## Intermediate Algebra (12th Edition)

$\text{a) Slope-Intercept Form: } y=14 \\\\\text{b) Standard Form: } y=14$
$\bf{\text{Solution Outline:}}$ To find the equation of the line with the given characeristics: \begin{array}{l}\require{cancel} \text{through } (-3,14) \\ \text{horizontal} ,\end{array} use the Point-Slope Form of linear equations.

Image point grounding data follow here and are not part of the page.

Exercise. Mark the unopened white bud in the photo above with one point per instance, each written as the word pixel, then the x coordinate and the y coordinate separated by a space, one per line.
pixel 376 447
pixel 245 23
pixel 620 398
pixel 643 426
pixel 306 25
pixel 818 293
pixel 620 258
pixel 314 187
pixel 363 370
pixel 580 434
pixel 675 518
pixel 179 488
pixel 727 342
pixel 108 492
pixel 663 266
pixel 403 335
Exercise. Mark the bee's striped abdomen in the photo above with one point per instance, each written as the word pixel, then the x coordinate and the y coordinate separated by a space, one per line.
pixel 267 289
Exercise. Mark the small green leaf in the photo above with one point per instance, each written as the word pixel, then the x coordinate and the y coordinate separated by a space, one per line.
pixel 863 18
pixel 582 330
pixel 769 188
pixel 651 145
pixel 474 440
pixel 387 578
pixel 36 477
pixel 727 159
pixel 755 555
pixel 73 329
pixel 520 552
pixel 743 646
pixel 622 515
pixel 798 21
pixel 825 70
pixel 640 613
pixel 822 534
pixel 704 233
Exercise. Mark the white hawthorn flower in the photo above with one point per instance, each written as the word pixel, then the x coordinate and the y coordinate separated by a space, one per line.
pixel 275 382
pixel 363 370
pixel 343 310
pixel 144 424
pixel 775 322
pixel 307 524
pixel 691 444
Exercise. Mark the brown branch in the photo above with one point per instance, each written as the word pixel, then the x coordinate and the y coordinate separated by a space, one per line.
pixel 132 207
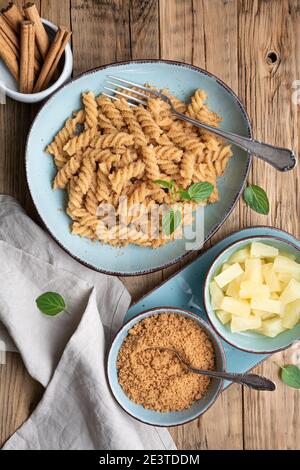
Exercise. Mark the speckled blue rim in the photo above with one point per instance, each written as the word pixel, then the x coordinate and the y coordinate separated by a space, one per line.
pixel 207 311
pixel 226 215
pixel 200 321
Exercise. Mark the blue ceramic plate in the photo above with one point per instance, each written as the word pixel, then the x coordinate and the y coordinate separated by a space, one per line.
pixel 182 80
pixel 156 418
pixel 249 340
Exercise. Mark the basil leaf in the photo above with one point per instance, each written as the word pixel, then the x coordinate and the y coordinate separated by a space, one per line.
pixel 164 183
pixel 171 220
pixel 257 199
pixel 51 303
pixel 200 191
pixel 184 194
pixel 290 375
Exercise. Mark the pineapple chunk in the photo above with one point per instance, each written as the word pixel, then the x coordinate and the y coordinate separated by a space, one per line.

Express the answer in Slope-Intercept Form and in the Standard Form. $\bf{\text{Solution Details:}}$ Horizontal lines have a slope of $0$. Using $y-y_1=m(x-x_1)$ or the Point-Slope Form of linear equations, the equation of the line with the given conditions, \begin{array}{l}\require{cancel} y_1=14 ,\\x_1=-3 ,\\m=0 ,\end{array} is \begin{array}{l}\require{cancel} y-y_1=m(x-x_1) \\\\ y-14=0(x-(-3)) \\\\ y-14=0 .\end{array} In the form $y=mx+b$ or the Slope-Intercept Form, the equation above is equivalent to \begin{array}{l}\require{cancel} y-14=0 \\\\ y-14=0x \\\\ y=0x+14 \\\\ y=14 .\end{array} In the form $ax+by=c$ or the Standard Form, the equation above is equivalent to \begin{array}{l}\require{cancel} y=14 .\end{array} Hence, the equation of the line is \begin{array}{l}\require{cancel} \text{a) Slope-Intercept Form: } y=14 \\\\\text{b) Standard Form: } y=14 .\end{array}